TC Energy Corporation TRP stock has been stable since third-quarter 2020 earnings announcement on Oct 29.
In spite of better-than-expected earnings and revenue, the company’s shares failed to take off after management disclosed cost overruns for its Coastal Gaslink pipeline.
Inside TC Energy’s Earnings
TC Energy’s third-quarter 2020 adjusted earnings of 71 cents per share beat the Zacks Consensus Estimate of 69 cents per share. The better-than-expected results can be attributed to rapid development of projects in the Canadian Natural Gas Pipelines and Mexico Natural Gas Pipelines segments.
However, the bottom line declined from the year-ago quarter’s figure of 79 cents per share due to reduced contributions from the Liquids Pipelines and Power and Storage segments.
Moreover, TC Energy’s comparable EBITDA of C$2.3 billion in the September-end quarter was down 1.7% from C$2.34 billion in the prior-year period. Further, management maintained that with 95% of the company’s comparable EBITDA coming from long-term, fixed-rate contracts, the metric is mostly insulated from the short-term price and throughput fluctuations of the underlying commodities.
The North America-based energy infrastructure provider’s quarterly revenues of $2.4 billion beat the Zacks Consensus mark by 4.3%, but dropped 1.1% year over year.
Canadian Natural Gas Pipelines reported comparable EBITDA of C$666 million, up 16.4% from the year-ago quarter’s levels. The upside was the outcome of robust growth at Canadian Natural Gas Pipelines owing to improved rate base earnings, flow-through depreciation and financial charges on the NGTL System from additional facilities.
U.S. Natural Gas Pipelines’ comparable EBITDA of C$863 million reflects an 8.4% increase from the prior-year quarter’s level. This upside can be attributed to reduced operating costs and increased earnings from ANR owing to the natural gas sale from some gas storage facilities.
Mexico Natural Gas Pipelines’ comparable EBITDA of C$170 million improved 11.1% from the year-earlier quarter’s figure of C$153 million. This upside came primarily on the back of solid earnings from investment in the Sur de Texas pipeline, which became operational on September last year.
Liquids Pipelines unit’s comparable EBITDA of C$415 million in the reported quarter, deteriorated from the year-earlier quarter’s level of C$575 million. This downtrend resulted from the plunging volumes of the Keystone Pipeline System. Moreover, lower earnings from liquids marketing activities were a prime reason.
Power and Storage posted a comparable EBITDA of C$187 million, plummeted 25.8% year over year due to an earnings decline from Bruce Power, thanks to the planned removal of unit 6.
TC Energy Corporation Price, Consensus and EPS Surprise
TC Energy Corporation price-consensus-eps-surprise-chart | TC Energy Corporation Quote
Capital Expenditures and Balance Sheet
As of September 30, 2020, TC Energy’s capital investments summed C$2.3billion. Concurrently, the company had cash and cash equivalents worth C$1.19 billion anda long-term debt of C$36.9 billion. Its total debt to total capital was 58.8%.
The company re-emphasizes its aforementioned guidance. On Mar 31, this leading industry player stated that it will move forward with the Keystone XL constructive process, which indicates an additional investment of approximately $8 billion.
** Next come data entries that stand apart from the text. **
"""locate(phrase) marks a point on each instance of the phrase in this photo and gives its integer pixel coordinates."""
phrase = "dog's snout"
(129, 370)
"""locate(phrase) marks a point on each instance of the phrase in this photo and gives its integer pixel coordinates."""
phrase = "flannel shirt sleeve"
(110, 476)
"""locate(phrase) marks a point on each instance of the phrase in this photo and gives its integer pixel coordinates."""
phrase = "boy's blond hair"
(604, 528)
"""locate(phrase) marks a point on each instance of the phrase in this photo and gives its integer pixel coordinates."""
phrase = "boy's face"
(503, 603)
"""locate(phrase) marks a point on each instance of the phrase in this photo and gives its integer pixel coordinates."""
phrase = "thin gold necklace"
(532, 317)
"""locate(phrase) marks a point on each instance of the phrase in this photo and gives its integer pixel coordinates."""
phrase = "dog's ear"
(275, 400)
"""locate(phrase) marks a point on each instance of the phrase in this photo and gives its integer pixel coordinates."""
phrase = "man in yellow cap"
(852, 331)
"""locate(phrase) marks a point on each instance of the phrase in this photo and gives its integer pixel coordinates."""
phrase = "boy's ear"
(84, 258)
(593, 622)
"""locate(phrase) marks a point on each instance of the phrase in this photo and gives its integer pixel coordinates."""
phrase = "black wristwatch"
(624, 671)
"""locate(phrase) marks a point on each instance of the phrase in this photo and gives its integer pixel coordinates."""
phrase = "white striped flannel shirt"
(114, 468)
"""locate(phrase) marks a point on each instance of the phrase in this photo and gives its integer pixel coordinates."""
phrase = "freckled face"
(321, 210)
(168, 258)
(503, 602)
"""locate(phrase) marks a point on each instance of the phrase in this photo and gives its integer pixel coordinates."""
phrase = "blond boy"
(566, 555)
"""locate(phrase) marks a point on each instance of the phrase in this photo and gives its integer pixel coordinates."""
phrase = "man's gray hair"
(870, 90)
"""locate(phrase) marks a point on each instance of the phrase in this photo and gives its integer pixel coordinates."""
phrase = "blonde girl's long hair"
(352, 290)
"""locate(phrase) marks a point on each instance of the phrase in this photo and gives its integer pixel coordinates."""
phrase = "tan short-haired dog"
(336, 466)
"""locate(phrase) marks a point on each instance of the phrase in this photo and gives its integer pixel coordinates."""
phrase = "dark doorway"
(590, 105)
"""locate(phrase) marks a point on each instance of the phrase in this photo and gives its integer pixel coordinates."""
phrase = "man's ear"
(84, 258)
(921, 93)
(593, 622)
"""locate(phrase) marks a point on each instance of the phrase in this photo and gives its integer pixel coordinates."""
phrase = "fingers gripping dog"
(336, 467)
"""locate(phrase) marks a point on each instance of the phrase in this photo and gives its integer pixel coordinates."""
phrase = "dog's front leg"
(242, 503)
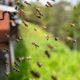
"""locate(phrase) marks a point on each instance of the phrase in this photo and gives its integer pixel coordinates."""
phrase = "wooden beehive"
(4, 26)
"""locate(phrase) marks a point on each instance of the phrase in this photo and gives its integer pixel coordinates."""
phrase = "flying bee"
(36, 45)
(23, 15)
(39, 64)
(35, 74)
(49, 4)
(47, 54)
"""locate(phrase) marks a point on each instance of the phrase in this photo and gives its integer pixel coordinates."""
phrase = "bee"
(33, 43)
(53, 0)
(35, 74)
(23, 15)
(53, 77)
(39, 64)
(47, 54)
(49, 4)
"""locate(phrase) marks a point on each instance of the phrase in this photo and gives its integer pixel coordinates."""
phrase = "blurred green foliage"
(63, 63)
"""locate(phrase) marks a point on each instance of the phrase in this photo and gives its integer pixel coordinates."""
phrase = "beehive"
(4, 26)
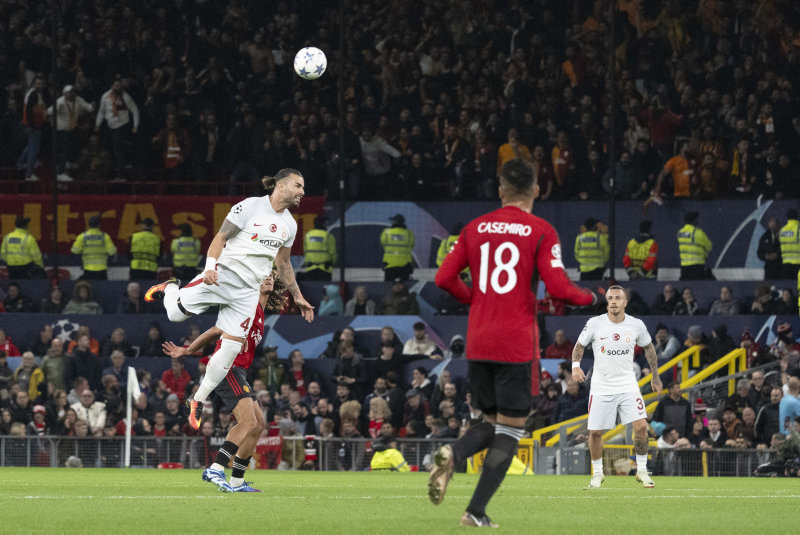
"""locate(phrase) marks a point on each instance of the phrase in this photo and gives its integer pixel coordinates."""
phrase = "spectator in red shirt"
(7, 346)
(561, 348)
(176, 379)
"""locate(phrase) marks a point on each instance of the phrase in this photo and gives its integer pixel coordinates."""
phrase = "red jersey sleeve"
(551, 270)
(448, 276)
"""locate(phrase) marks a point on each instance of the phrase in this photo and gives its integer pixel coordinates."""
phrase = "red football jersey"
(245, 358)
(507, 251)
The construction was launched in April and is expected to come online in 2023. Considering the higher spending on Keystone XL, this year’s total capital expenditures are anticipated to be $10 billion, with no further increase from the earlier-year quarter’s reported figure.
TC Energy also mentioned that it is progressing with Wisconsin Access Project to increase natural gas capacity. The $200-million project is also set to improve reliability of a pipeline system that delivers fuel from various basins to the U.S. Midwest and Gulf Coast.
Further, the energy infrastructure provider expects costs for its $6.6-billion Coastal Gaslink pipeline in British Columbia to go up from its prior projections due to increased scale, permit deferrals and the impacts of the pandemic.
TC Energy's board of directors announced the third-quarter 2020 dividend of 81 Canadian cents per share (or C$3.24 cents annually).
Zacks Rank & Key Picks
TC Energy currently carries a Zacks Rank #3 (Hold).
Some better-ranked players in the energy space include DCP Midstream Partners LP DCP, sporting a Zacks Rank #1 (Strong Buy), and Nustar Energy LP NS and Cabot Oil Gas Corporation COG, each carrying a Zacks Rank #2 (Buy) at present. You can see the complete list of today’s Zacks #1 Rank stocks here.
DCP Midstream is expected to see stellar earnings growth of 169.1% in 2021, while Nustar Energy will likely register bottom-line improvement of 177.5% during the same period.
In the past six months, the Zacks Consensus Estimate for Cabot Oil’s 2020 earnings has been raised by 10.5%.